Leeds is one of the most important cities in the north of England. With almost 800,000 people in the city and around 2½ million in the metropolitan area, it is England’s second-largest council area (after Birmingham) and the country’s fourth-largest urban area.
It is an important business centre with the United Kingdom’s fourth-largest urban economy, its third-largest manufacturing centre and, after London, it is the UK’s second-largest financial and legal centre.
In 1888, the world’s first moving pictures were filmed in Leeds and the city remains a major centre for television production with programmes such as Emmerdale filmed here.
It is also a major retail centre. Marks and Spencer was founded in Leeds and the city is noted for its shopping areas with Victorian-era shopping arcades such as the Victoria Quarter often ranked among the world’s most beautiful shopping centres.

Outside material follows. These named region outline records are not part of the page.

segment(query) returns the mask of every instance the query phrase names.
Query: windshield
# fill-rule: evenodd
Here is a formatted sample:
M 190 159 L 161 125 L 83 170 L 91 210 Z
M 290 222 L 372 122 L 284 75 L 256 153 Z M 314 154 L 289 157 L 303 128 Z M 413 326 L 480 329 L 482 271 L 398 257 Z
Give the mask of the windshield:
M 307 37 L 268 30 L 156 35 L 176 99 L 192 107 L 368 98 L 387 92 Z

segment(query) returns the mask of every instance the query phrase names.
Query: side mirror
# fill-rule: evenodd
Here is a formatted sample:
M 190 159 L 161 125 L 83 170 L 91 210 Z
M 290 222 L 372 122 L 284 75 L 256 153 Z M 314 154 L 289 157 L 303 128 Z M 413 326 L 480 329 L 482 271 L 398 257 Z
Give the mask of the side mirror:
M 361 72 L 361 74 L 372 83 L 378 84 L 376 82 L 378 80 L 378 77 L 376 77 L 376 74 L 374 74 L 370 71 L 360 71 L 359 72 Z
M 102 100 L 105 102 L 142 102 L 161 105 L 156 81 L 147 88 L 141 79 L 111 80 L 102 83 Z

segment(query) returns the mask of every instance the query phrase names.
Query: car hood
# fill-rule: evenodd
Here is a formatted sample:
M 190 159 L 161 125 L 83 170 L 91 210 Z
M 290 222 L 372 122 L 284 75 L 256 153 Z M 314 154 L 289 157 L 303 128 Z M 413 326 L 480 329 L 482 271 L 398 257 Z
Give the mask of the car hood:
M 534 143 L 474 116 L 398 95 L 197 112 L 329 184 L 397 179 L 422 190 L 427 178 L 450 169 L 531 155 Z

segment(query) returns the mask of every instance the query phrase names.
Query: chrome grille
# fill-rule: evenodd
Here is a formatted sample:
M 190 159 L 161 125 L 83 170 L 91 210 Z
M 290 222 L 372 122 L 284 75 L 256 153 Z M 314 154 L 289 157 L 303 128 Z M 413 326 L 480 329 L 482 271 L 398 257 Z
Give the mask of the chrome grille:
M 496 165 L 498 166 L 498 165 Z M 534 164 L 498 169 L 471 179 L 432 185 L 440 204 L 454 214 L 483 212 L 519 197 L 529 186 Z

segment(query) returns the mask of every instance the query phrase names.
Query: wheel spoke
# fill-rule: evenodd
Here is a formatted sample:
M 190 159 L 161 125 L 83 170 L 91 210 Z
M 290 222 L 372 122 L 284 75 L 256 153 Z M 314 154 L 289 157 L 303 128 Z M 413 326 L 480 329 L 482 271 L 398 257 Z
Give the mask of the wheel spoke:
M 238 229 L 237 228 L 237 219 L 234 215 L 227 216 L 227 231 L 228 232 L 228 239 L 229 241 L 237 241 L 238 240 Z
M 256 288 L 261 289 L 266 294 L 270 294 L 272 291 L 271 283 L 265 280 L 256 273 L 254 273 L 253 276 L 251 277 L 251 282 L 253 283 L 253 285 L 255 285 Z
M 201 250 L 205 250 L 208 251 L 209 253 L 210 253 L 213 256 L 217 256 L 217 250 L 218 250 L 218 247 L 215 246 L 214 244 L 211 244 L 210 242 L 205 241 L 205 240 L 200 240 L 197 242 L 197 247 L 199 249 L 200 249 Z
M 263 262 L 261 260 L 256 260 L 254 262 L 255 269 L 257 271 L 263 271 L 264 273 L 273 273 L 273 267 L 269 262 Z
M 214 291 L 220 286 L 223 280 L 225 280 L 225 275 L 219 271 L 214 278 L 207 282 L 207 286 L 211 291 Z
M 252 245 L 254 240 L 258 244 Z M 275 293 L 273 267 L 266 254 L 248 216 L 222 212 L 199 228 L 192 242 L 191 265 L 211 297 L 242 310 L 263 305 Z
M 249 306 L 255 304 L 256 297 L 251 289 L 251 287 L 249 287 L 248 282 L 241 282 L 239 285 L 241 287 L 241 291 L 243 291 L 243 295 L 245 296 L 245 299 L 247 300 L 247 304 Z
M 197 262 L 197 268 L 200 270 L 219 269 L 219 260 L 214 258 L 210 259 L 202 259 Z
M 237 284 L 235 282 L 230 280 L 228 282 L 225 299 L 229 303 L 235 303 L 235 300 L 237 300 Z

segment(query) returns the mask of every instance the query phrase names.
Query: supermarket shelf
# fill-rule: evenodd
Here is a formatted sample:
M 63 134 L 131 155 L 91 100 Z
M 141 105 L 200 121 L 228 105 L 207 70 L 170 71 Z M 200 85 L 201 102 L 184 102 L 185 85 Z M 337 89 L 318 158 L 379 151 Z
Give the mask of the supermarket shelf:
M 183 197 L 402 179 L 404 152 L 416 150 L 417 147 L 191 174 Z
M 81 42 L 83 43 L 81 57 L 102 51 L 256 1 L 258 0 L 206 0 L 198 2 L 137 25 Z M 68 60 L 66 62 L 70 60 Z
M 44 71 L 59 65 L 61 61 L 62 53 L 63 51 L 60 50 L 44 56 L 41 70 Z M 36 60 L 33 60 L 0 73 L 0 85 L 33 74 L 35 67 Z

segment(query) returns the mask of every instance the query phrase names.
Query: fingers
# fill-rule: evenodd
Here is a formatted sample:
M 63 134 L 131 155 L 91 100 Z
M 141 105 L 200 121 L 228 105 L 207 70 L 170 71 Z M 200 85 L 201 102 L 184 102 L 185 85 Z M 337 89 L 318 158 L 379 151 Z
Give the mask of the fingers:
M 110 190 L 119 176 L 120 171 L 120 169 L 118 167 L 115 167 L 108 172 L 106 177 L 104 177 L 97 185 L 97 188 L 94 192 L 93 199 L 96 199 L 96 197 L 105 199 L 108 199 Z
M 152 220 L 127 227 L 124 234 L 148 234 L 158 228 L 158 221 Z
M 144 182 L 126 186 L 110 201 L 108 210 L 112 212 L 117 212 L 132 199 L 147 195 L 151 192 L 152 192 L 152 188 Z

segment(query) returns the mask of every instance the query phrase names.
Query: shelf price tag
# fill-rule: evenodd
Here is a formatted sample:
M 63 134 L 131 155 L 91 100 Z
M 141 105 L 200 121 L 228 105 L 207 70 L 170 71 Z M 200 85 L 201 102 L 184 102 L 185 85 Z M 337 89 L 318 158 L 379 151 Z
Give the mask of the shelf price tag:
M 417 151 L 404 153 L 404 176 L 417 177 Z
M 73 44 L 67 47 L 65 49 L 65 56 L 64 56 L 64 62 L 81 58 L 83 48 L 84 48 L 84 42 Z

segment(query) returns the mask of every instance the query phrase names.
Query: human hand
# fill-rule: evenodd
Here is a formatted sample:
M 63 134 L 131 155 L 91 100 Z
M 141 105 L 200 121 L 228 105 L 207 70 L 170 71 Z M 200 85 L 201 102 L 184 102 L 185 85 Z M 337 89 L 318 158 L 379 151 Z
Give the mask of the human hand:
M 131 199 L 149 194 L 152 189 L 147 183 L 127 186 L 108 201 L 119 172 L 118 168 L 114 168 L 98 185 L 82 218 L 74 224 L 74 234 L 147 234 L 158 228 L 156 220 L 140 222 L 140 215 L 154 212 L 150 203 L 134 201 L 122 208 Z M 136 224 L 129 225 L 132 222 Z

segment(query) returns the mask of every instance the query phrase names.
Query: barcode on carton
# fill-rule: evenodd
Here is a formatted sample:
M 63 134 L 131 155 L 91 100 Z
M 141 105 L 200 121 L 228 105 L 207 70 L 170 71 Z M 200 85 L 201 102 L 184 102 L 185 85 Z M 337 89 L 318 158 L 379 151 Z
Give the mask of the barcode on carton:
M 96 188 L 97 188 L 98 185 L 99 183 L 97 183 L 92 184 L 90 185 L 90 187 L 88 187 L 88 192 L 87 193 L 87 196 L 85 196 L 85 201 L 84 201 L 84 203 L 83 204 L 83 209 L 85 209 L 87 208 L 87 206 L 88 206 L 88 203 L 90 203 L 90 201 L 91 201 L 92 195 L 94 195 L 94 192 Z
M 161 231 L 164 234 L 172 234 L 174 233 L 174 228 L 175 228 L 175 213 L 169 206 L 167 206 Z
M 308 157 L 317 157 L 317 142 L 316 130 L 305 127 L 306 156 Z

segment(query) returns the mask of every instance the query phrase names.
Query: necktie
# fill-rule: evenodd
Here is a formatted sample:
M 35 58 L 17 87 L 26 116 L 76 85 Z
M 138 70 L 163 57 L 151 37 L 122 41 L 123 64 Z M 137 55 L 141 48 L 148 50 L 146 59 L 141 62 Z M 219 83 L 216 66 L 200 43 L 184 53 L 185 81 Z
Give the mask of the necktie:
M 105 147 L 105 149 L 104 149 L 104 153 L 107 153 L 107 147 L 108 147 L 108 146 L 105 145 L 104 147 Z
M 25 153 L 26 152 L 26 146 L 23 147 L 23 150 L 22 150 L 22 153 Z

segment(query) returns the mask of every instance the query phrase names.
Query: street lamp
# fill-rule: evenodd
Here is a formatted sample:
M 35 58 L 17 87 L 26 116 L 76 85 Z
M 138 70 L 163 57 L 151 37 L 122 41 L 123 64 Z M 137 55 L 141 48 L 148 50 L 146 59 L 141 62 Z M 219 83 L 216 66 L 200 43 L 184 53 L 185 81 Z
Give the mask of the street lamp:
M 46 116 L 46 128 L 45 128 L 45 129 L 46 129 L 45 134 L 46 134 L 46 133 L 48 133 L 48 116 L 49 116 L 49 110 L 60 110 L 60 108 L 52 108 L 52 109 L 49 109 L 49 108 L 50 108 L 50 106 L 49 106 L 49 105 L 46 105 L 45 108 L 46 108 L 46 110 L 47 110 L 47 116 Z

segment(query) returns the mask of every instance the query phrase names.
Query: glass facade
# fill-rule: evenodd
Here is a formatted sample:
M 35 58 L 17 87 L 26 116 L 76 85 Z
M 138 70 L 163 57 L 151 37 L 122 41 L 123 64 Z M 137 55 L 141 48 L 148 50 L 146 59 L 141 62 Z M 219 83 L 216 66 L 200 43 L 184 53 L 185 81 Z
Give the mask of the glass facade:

Like most other large cities in northern England, Leeds grew significantly during the Industrial Revolution when it became a major centre for processing worsted wool and this has left a legacy of grand buildings from the Victorian era and transport infrastructure of railways and canals that developed during this time.
Although it is a vibrant metropolis noted for its shopping and nightlife, it is a place that most tourists do not visit.
Tourist attractions include Leeds City Museum and the Royal Armouries Museum as well as Harewood House and the ruins of Kirkstall Abbey.
Although public transport within the city is not as developed as other cities of a similar size (it is the largest city in Europe to not have a tram or metro network), Leeds is an important transport hub with England’s largest railway station outside London plus a busy bus and coach station and an important airport.